Sahurda en az 500 ml su içilmedir. Ayrıca, su içeriği yüksek besinleri tüketerek de su alımı artırılabilir. Salatalık, domates gibi hem lif hem de su içeriği yüksek sebzeler ve meyveler öğüne eklenmelidir. Sahur sırasında çay, kola gibi kafeinli ve şekerli içeceklerden kaçınılmalıdır. Bu içecekler daha sık idrara çıkılmasına ve daha fazla su kaybedilmesine neden olabilir. Aynı şekilde, vücuttan su atılmasına sebep olacak şarküteri ürünleri, tuzlu peynir- zeytin vb. fazla tuzlu gıdalardan uzak durulmalıdır.
Oruç 1 bardak su ve isteğe göre 1 adet hurma veya zeytin ile açılabilir. Daha sonra, hafif bir başlangıç olması için çorba ile devam edilebilir. Diğer yemeklere geçmeden önce mutlaka 15 dakika ara verilmelidir. Mide rahatsızlıklarından korunmak için yavaş ve ihtiyaçlara uygun miktarlarda beslenilmelidir. İftarda, genel olarak, yağ veya şeker bakımından zengin, kızarmış ve işlenmiş gıdalardan uzak durulmalıdır.

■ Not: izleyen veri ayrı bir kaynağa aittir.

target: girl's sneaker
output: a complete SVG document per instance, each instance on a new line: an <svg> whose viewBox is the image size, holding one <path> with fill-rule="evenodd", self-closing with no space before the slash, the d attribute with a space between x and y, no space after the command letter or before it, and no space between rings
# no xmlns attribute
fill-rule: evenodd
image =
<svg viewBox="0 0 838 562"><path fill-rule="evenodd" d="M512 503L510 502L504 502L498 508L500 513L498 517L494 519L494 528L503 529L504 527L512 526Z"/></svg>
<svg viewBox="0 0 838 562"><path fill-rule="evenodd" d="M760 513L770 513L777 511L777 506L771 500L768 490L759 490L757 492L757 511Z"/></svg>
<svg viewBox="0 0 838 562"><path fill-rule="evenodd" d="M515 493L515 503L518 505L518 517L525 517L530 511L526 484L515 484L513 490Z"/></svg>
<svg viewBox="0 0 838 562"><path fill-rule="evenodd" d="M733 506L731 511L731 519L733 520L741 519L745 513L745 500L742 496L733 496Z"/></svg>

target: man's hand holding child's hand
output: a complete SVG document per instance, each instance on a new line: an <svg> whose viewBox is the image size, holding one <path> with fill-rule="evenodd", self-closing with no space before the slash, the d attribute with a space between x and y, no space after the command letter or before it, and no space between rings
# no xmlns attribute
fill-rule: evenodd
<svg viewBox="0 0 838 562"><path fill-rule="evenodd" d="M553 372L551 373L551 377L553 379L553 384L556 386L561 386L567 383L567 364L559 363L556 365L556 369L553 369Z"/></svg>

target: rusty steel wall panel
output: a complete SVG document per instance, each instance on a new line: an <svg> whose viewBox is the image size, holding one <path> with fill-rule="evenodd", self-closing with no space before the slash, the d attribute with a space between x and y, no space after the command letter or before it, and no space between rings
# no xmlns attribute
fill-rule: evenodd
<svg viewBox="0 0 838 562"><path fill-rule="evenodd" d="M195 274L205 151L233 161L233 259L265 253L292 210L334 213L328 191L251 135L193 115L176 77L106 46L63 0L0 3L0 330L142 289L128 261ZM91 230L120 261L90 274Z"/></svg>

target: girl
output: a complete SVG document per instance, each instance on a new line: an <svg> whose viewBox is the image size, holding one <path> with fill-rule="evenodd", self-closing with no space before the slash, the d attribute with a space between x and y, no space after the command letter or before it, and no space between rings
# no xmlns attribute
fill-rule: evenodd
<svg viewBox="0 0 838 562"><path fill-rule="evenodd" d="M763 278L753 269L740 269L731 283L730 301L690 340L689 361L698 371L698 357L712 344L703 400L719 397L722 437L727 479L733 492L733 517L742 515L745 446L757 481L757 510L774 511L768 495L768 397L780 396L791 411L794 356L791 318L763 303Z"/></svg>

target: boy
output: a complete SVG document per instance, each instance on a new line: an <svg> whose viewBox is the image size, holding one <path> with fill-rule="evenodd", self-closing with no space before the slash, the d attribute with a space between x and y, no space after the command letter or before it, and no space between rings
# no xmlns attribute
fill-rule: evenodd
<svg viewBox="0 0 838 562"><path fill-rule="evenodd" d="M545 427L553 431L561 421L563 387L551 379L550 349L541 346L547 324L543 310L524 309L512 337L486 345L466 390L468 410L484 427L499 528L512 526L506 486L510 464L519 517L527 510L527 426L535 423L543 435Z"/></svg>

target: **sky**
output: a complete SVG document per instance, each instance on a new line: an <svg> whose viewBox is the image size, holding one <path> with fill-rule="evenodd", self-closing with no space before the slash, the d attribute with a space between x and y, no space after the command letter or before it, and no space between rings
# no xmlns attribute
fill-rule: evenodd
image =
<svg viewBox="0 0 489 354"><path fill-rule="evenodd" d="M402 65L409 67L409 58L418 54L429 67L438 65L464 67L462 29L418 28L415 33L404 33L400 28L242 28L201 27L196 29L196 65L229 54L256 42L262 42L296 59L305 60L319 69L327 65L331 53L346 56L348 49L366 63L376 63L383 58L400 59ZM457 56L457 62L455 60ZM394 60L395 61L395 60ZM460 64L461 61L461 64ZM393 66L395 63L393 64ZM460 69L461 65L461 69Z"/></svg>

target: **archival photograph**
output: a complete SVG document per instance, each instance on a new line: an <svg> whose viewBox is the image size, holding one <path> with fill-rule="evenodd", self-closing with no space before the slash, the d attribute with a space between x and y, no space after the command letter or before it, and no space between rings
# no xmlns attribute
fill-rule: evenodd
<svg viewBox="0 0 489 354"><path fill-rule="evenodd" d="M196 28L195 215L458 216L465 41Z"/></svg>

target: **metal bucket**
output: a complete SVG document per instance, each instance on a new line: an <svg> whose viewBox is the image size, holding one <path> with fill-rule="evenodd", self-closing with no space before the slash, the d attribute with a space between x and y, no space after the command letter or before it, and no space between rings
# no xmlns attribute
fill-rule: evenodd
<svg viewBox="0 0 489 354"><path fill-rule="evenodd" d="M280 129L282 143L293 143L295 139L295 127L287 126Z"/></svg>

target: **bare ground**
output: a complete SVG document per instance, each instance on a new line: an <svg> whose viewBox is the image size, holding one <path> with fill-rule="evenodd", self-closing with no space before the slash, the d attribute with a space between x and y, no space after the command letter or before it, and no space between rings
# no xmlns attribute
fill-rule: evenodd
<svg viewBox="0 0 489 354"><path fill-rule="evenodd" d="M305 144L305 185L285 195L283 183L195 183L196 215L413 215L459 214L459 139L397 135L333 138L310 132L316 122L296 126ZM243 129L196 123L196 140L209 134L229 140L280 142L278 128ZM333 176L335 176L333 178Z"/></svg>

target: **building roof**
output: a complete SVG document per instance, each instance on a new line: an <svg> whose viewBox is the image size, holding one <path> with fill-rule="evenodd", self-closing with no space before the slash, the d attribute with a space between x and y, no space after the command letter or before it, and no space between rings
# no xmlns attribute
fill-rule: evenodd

Ramazan ayında sıkça tüketilen tatlılar çok fazla şeker içermektedir. Her iftardan sonra düzenli olarak tatlı tüketmek kilo alımına sebep olabilir. Tatlı ihtiyacı, iftardan 1 saat sonra meyve tüketilerek karşılanabilir. Mevsimine göre su içeren veya lif içeriği yüksek, bağırsakların düzenli çalışmasına katkıda bulunacak armut, elma, kayısı gibi sezonunda olan herhangi bir meyve tüketilebilir. İftar sonrasında mümkün olduğunca hareket edilmeli, düzenli bir şekilde yürüyüşe çıkmalı veya evde yapılabilecek egzersizlerle fiziksel aktivite seviyesi artırılmaya çalışılmalıdır.
Ramazan ayında oruç tutan çoğu insan baş ağrısı, yorgunluk ve konsantre kaybı, kabızlık gibi bağırsak sorunları, vücutta ödem oluşumuna neden olabilecek dehidrasyon (su kaybı) yaşamaktadır. Vücut su depolayamaz. Bu nedenle, oruç sırasında, böbrekler idrarda kaybedilen miktarı azaltarak mümkün olduğunca fazla su tasarrufu sağlamaya çalışır. Fakat tuvalete her gidildiğinde, nefes alındığında ve terlendiğinde vücut su kaybetmeye devam eder. Hava durumuna ve oruç uzunluğuna bağlı olarak, oruç tutarken gün içinde kaybedilen su, iftar-sahur arasında ortalama 2 litre içilirse herhangi bir sağlık sorununa neden olmamaktadır.